Mrs. Phillips, who was not long since released from the old capital prison at Washington city, and sent South, has been again arrested by an order from “Beast Butler,” on the charge of “mocking” at the funeral remains of Lieutenant De Kay, and imprisoned in one of the houses on Ship Island, intended for hospital purposes, where she is to be allowed one female servant, and no more, and a soldier’s ration a day, with the means of cooking it. Another order from the same source sentences Fidel Keller or Kelti to two years’ hard labor on Ship Island for exhibiting in his bookstore window a skeleton labelled “Chickahominy.” A third order sentences John W. Audins to hard labor for two years, for having exhibited a cross, which he said was fashioned from the bones of a Yankee soldier.
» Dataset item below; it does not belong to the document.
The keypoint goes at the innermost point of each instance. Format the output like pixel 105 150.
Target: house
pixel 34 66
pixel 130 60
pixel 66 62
Lincoln has just had an interview with the members of Congress from the border States, the object of which is said to have been to impress upon them the necessity of urging their respective States to adopt the gradual emancipation policy, in order to avoid, says the New York Express, “immediate and bloody abolition.” The telegraph reports that General Curtis, (who is endeavoring to retreat through Arkansas to the Mississippi river, opposite Memphis,) is suffering terribly for want of forage and supplies. Also, on Monday, his command was at Jacksonport, and General Hindman had ordered the railroad bridge at Madison to be burned, to prevent Curtis from passing in that direction, and had also required all the inhabitants near Gauley bridge to burn their provisions and shoot their cattle, lest they should be seized by foraging parties sent out by Curtis. Charges have been preferred against General Mitchell by the division formerly commanded by him in North Alabama. He is accused of having permitted a portion of his troops to perpetrate upon the people of North Alabama “deeds of cruelty and of guilt, the bare narration of which makes the heart sick.” Ex-President Fillmore says “that the Abolitionists in Congress had undone what the army had done.”